差し歯が取れたときの対処法|自宅での応急処置と歯科受診のポイント
「食事中にポロッと差し歯が取れてしまった!」「前歯が抜けたままだと恥ずかしくて外に出られない……」
差し歯が取れると、見た目の問題だけでなく、喋りにくさや食事の不便さからパニックになりがちです。しかし、焦って間違った応急処置をしてしまうと、本来ならそのまま付け直せたはずの歯が使えなくなったり、土台の歯を痛めたりするリスクがあります。
この記事では、差し歯が取れた直後にすべきこと、絶対にやってはいけないNG行動、そして歯科医院を受診する際のポイントを、専門的な視点で分かりやすく解説します。
1. 差し歯が取れる主な原因:なぜ外れたのか?
差し歯(被せ物)が取れるのには、必ず理由があります。主な原因は以下の通りです。
接着剤(セメント)の劣化: 長年の使用により、歯と差し歯をくっつけていたセメントが溶け出したり、寿命を迎えたりすることで外れます。
二次カリエス(虫歯の再発): 差し歯と自分の歯の隙間に菌が入り込み、中で虫歯が進行して土台がスカスカになると、支えきれずに取れてしまいます。
噛み合わせや歯ぎしり: 強い力が繰り返しかかることで、金属の疲労や接着面の剥離が起こります。
土台(コア)の破折: 歯の根っこ部分が割れてしまうケースです。
2. 【重要】差し歯が取れた直後の「3つの鉄則」
歯科医院に行くまでの間、以下の3点を守ってください。
① 取れた差し歯を捨てずに保管する
変形や破損がなければ、そのまま歯科医院で付け直せる可能性があります。
保管方法: 小さなケースに入れ、乾燥を防ぐために軽く湿らせたコットンなどと一緒にしておくと良いでしょう。※紛失・誤飲に注意!
② 【絶対NG】瞬間接着剤で自分で付けない
これだけは絶対にやめてください。市販の瞬間接着剤は人体用ではなく、以下のような致命的なトラブルを招きます。

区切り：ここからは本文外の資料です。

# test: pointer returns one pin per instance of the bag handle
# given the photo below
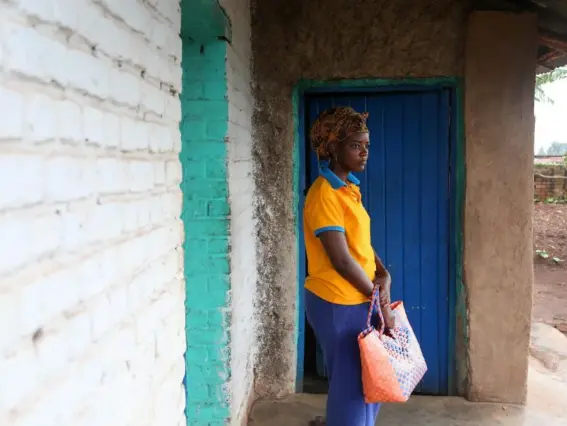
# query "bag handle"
(375, 297)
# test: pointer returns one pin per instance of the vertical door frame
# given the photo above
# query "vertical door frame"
(458, 320)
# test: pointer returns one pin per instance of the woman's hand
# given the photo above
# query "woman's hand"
(384, 284)
(389, 317)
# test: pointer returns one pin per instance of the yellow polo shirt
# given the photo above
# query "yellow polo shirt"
(333, 205)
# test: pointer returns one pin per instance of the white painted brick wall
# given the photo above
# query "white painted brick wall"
(91, 289)
(243, 223)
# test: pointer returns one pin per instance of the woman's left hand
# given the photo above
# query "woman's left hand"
(384, 283)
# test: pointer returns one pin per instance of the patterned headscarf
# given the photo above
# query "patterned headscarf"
(335, 125)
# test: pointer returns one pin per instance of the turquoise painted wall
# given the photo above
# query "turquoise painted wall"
(205, 213)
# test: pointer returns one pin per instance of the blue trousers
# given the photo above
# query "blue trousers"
(336, 328)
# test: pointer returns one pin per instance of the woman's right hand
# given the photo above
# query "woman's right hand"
(389, 317)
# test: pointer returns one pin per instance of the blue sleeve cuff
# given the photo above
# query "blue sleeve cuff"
(329, 228)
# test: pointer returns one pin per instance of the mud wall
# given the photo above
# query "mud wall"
(498, 265)
(323, 40)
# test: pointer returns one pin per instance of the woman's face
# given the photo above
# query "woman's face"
(352, 153)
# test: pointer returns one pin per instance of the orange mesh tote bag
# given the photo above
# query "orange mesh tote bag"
(392, 364)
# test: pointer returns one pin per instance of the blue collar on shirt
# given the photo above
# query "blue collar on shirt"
(333, 179)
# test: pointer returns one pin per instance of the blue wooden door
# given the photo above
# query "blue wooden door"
(406, 191)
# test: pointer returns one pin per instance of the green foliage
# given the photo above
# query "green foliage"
(547, 78)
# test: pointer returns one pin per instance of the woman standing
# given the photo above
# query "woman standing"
(343, 267)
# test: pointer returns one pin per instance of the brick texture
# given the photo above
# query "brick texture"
(547, 186)
(91, 308)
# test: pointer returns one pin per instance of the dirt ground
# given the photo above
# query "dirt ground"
(550, 236)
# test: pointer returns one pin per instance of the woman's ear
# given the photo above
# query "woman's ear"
(333, 152)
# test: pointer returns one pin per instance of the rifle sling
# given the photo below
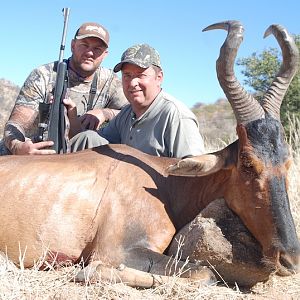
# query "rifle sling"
(93, 91)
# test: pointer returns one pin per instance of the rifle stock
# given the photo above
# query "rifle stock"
(56, 124)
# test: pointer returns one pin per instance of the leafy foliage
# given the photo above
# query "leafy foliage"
(260, 69)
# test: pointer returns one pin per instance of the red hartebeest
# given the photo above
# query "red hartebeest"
(114, 205)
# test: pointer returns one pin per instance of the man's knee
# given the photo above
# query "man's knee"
(3, 149)
(86, 140)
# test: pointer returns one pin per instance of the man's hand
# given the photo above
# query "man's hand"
(30, 148)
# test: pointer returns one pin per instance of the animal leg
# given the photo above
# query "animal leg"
(145, 268)
(132, 277)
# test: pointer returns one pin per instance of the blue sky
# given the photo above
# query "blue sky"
(31, 35)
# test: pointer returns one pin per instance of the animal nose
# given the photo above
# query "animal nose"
(289, 262)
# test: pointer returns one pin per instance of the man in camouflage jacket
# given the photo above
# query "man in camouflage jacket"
(89, 47)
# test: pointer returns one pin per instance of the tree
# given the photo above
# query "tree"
(260, 69)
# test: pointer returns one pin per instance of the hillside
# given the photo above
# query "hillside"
(217, 122)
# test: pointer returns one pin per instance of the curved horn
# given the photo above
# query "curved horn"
(290, 64)
(244, 105)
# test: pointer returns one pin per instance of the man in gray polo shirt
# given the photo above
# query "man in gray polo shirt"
(153, 121)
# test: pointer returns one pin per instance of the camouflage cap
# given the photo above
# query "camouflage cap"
(141, 55)
(92, 30)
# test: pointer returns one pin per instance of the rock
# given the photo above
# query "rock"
(218, 238)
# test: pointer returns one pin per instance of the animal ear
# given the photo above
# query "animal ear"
(196, 166)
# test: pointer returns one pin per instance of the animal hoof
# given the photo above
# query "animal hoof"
(204, 275)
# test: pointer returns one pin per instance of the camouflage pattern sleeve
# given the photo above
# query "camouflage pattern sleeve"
(22, 122)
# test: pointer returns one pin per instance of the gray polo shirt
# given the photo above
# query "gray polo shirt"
(167, 128)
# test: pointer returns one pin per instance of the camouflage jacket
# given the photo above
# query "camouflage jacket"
(39, 85)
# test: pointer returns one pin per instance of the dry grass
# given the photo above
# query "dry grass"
(33, 284)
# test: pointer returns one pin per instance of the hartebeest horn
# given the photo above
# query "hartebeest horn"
(290, 64)
(245, 106)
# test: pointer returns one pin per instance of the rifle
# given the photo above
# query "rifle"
(56, 122)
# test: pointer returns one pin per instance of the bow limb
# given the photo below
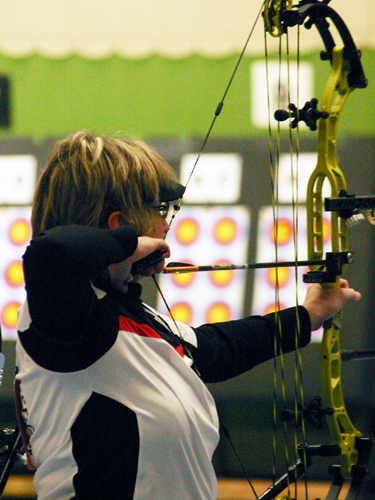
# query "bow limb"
(342, 431)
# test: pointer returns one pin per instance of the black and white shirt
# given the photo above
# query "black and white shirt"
(113, 406)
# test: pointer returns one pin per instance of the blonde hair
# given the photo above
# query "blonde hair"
(88, 177)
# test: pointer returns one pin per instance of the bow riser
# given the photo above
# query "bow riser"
(342, 431)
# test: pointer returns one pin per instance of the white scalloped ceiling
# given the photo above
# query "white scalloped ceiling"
(139, 28)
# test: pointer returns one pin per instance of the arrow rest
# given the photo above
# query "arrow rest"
(333, 269)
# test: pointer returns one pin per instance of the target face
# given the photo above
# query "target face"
(15, 234)
(207, 235)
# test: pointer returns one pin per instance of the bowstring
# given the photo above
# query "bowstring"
(219, 107)
(177, 208)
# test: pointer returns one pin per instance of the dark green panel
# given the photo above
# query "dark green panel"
(152, 97)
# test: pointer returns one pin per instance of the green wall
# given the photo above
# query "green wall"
(152, 97)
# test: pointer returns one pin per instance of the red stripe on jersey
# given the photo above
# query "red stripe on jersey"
(143, 330)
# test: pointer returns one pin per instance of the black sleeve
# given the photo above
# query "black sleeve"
(59, 266)
(228, 349)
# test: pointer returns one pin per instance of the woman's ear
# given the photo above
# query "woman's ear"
(116, 219)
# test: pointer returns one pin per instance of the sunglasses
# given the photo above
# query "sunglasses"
(165, 208)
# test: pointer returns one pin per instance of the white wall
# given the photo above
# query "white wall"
(139, 28)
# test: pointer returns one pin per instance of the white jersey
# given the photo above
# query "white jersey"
(175, 414)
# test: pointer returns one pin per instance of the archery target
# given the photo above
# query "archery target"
(207, 235)
(284, 284)
(15, 234)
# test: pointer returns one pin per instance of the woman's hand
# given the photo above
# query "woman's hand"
(323, 303)
(120, 273)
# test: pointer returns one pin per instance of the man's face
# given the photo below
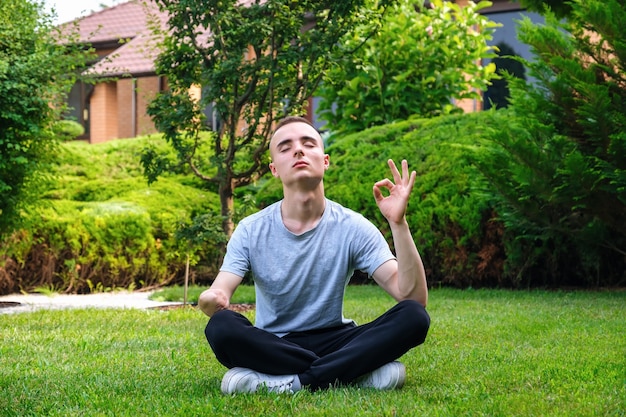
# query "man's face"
(297, 153)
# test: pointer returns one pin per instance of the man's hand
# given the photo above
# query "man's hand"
(213, 300)
(393, 207)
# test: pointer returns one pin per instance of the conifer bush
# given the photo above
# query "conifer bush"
(557, 168)
(102, 227)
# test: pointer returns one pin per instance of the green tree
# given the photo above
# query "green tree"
(559, 165)
(36, 70)
(256, 62)
(560, 8)
(419, 60)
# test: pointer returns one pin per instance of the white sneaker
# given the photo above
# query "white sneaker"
(246, 380)
(387, 377)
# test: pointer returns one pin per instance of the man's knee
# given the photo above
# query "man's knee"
(416, 319)
(221, 325)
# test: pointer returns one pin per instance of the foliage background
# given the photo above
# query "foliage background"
(101, 226)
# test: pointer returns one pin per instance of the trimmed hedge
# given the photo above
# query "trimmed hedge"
(103, 227)
(454, 225)
(452, 219)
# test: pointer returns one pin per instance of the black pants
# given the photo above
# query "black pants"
(322, 357)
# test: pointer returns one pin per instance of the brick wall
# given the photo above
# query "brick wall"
(103, 112)
(147, 89)
(125, 112)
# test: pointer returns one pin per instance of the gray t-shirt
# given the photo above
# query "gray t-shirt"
(300, 279)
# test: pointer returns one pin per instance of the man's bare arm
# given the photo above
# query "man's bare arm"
(217, 297)
(406, 278)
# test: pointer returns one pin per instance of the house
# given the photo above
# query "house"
(124, 41)
(116, 105)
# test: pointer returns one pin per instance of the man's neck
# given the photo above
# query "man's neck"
(302, 211)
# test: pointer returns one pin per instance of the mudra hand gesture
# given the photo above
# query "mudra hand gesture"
(393, 206)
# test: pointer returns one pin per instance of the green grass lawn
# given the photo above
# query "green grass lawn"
(489, 352)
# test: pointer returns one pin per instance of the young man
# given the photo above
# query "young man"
(302, 251)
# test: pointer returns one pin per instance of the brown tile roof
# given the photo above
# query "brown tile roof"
(127, 28)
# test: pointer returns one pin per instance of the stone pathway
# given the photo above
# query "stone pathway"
(18, 303)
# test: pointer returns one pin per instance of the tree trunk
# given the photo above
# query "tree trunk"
(227, 204)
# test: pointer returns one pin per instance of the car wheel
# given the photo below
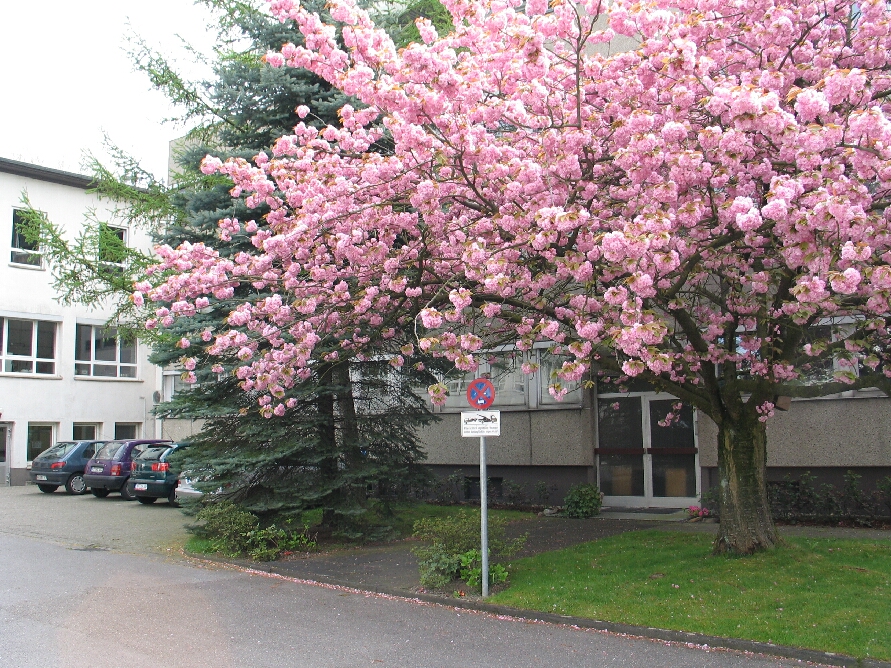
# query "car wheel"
(76, 484)
(126, 494)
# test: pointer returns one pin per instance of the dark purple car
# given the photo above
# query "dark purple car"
(109, 470)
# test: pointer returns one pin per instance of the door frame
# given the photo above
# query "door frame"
(7, 446)
(648, 500)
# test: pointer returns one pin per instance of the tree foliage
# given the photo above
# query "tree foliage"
(353, 428)
(691, 192)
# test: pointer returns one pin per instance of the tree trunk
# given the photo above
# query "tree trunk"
(746, 524)
(328, 467)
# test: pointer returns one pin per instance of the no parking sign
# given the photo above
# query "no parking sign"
(480, 393)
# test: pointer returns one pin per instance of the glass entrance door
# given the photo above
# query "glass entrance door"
(646, 451)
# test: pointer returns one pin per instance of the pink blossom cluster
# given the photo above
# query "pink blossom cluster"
(724, 175)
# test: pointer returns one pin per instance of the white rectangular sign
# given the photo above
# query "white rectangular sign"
(480, 423)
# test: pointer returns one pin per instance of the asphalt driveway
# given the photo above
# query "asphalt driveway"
(87, 523)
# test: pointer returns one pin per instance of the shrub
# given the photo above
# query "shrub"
(582, 501)
(451, 539)
(883, 486)
(234, 531)
(513, 493)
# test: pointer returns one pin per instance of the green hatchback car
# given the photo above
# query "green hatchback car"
(151, 475)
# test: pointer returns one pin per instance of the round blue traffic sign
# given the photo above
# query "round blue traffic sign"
(481, 393)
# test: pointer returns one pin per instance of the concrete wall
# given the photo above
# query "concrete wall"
(560, 437)
(843, 432)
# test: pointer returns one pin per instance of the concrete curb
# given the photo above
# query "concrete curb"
(682, 637)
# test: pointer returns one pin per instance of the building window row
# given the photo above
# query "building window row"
(29, 347)
(42, 436)
(101, 352)
(111, 244)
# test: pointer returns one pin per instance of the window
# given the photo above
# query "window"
(172, 384)
(503, 369)
(124, 430)
(84, 432)
(513, 388)
(99, 352)
(27, 346)
(40, 438)
(23, 252)
(112, 245)
(547, 371)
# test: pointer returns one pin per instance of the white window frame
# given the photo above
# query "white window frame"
(137, 427)
(54, 430)
(97, 430)
(123, 234)
(15, 250)
(86, 368)
(7, 359)
(169, 384)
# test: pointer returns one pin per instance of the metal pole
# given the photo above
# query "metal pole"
(484, 517)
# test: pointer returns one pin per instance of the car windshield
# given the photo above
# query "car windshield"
(58, 451)
(109, 450)
(153, 453)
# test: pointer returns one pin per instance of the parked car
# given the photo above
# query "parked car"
(109, 470)
(185, 490)
(152, 477)
(63, 464)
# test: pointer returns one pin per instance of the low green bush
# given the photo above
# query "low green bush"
(234, 531)
(582, 501)
(452, 549)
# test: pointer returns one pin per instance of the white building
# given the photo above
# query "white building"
(63, 374)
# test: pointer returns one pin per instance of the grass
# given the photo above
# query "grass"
(825, 594)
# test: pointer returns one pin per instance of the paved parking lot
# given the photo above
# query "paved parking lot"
(85, 522)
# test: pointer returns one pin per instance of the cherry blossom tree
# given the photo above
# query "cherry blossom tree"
(690, 192)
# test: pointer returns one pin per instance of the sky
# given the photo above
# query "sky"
(68, 81)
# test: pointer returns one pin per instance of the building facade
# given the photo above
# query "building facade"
(64, 374)
(622, 442)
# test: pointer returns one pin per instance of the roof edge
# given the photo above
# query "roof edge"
(45, 174)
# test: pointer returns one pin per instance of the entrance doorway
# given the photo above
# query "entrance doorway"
(4, 454)
(647, 453)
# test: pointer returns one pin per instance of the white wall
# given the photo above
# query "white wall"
(61, 399)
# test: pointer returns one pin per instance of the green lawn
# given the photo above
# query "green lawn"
(824, 594)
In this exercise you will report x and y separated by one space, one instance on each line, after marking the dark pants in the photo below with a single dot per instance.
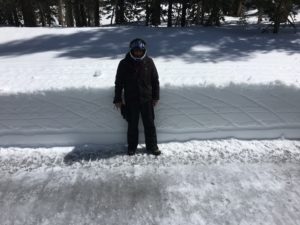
147 112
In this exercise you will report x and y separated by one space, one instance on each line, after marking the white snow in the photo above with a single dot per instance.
218 86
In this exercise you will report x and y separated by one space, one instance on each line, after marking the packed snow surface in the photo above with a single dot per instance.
195 182
218 85
57 84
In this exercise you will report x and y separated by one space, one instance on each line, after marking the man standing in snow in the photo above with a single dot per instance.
138 76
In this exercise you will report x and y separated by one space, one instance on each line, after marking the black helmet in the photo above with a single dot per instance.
138 44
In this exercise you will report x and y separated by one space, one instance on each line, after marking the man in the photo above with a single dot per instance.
138 77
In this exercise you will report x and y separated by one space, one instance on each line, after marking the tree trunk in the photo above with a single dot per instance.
170 13
83 15
16 18
96 13
28 13
60 12
155 15
120 12
69 13
77 12
147 13
42 14
239 8
260 15
183 13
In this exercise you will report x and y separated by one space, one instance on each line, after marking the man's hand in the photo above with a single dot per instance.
118 105
154 102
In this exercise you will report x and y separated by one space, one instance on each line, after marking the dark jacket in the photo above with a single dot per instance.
139 79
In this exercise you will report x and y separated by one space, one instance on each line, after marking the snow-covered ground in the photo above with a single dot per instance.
57 84
218 86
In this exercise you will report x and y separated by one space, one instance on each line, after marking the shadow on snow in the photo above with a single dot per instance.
196 44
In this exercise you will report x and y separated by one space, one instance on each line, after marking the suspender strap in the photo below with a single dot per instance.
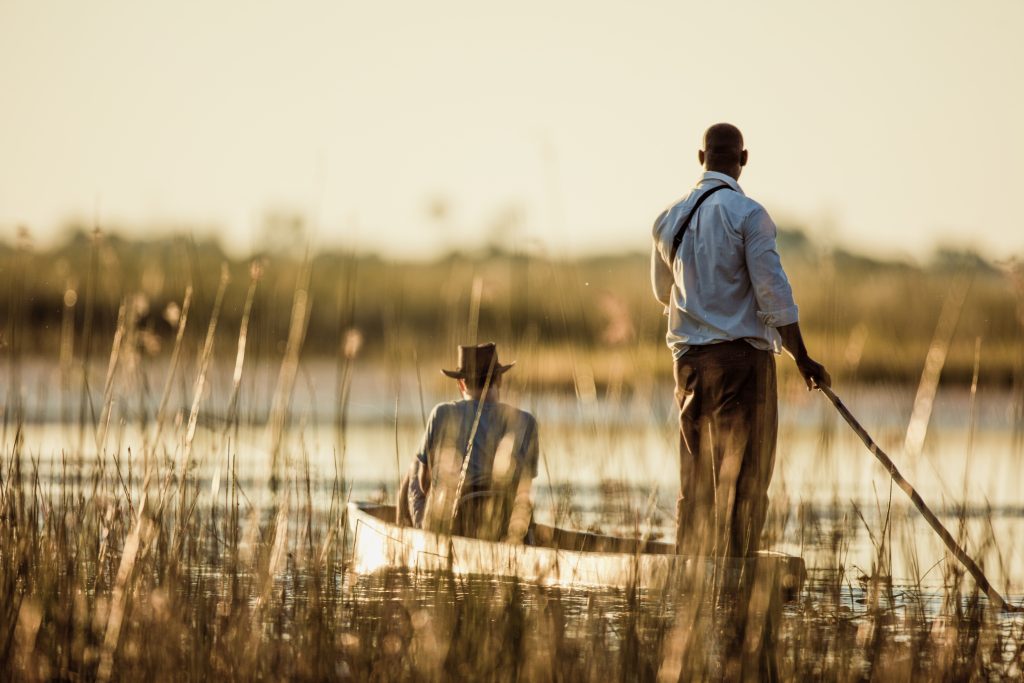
678 240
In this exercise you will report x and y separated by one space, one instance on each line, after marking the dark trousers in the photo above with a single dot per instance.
728 421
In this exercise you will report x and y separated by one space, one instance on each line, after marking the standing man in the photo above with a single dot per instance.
716 269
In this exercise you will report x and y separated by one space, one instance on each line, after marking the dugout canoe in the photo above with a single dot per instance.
558 557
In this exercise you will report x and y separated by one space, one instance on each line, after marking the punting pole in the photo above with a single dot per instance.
954 548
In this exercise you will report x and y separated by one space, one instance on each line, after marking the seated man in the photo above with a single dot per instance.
477 451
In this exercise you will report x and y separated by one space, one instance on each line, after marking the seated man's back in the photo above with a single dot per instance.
480 452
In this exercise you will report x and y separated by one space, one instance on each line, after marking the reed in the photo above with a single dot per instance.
110 573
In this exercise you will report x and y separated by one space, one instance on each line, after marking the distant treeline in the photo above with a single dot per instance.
876 318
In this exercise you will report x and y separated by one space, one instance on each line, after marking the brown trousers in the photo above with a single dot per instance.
728 421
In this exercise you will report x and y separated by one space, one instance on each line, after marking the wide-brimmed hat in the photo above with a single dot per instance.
476 361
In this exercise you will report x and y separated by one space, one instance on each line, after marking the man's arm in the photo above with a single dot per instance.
660 274
814 373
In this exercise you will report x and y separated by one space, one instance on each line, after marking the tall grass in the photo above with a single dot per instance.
117 562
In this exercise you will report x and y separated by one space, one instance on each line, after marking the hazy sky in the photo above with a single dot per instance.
889 127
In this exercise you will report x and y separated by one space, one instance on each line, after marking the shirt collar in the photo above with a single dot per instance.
727 179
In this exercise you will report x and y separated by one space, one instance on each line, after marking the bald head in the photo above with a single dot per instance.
723 150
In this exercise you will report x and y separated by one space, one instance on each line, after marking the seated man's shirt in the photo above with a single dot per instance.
503 456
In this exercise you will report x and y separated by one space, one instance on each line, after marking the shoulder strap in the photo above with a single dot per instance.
678 240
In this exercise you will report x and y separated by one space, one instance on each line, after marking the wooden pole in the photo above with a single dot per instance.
933 521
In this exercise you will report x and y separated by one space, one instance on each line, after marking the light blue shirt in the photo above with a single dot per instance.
727 281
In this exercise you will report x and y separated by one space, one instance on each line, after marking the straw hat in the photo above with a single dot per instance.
476 361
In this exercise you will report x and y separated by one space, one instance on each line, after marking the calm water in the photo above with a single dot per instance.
612 464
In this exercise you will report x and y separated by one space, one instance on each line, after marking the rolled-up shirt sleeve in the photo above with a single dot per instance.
771 288
660 274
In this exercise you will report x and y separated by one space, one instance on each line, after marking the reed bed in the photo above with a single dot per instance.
140 552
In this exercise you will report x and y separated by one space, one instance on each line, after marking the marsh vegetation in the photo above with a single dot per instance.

再装着不可: 厚みが出てしまい、正しい位置に戻せなくなります。
歯の神経へのダメージ: 強力な化学成分が、剥き出しになった歯の組織に悪影響を与えます。
不衛生: 隙間に細菌を閉じ込めてしまい、中で猛烈なスピードで虫歯が進行します。
③ 取れた場所を触りすぎない
差し歯が取れた後の土台(自分の歯)は、エナメル質がなく非常にデリケートです。舌で触ったり、指でいじったりすると、細菌感染や破折の原因になります。
3. 自宅でできる一時的な応急処置
どうしてもすぐに歯医者に行けない場合の凌ぎ方です。
市販の仮止め剤の検討: ドラッグストア等で「歯科用仮止め材」が販売されている場合があります。ただし、あくまで数時間の応急用と考え、翌日には受診しましょう。
食事の工夫: 取れた側では噛まないようにし、柔らかいものを食べます。
清潔を保つ: 強くうがいをしたりせず、優しく歯ブラシを当てて汚れが溜まらないようにします。
4. 歯科受診のポイント:受診時に伝えるべきこと
歯科医院に電話する際は、以下の情報を伝えると予約がスムーズです。
いつ、何をしている時に取れたか
痛みや出血、しみる症状はあるか(痛みがある場合は急患対応が必要なサインです)
取れた差し歯は手元にあるか、欠けていないか
いつ頃治療したものか(わかる範囲でOK)
5. 再発防止と寿命を延ばすために
せっかく治しても、同じ生活習慣ではまた外れてしまいます。
マウスピースの活用: 寝ている間の歯ぎしり・食いしばりから歯を守ります。
定期検診の徹底: セメントの浮きや、中の虫歯はレントゲンやプロのチェックでしか見つかりません。
セルフケアの質を上げる: 歯間ブラシやフロスを使い、差し歯の縁(ふち)に汚れを溜めないことが長持ちの秘訣です。
6. まとめ:早めの受診が「歯の寿命」を決める
差し歯が取れた状態は、いわば「歯のバリアが剥がれた状態」です。放置すると、わずか数日で土台の歯が虫歯になったり、隣の歯が倒れてきて差し歯が入らなくなったりします。
「痛みがないから」「忙しいから」と先延ばしにせず、まずは取れた歯を確保して、すぐに歯科医院へ連絡しましょう。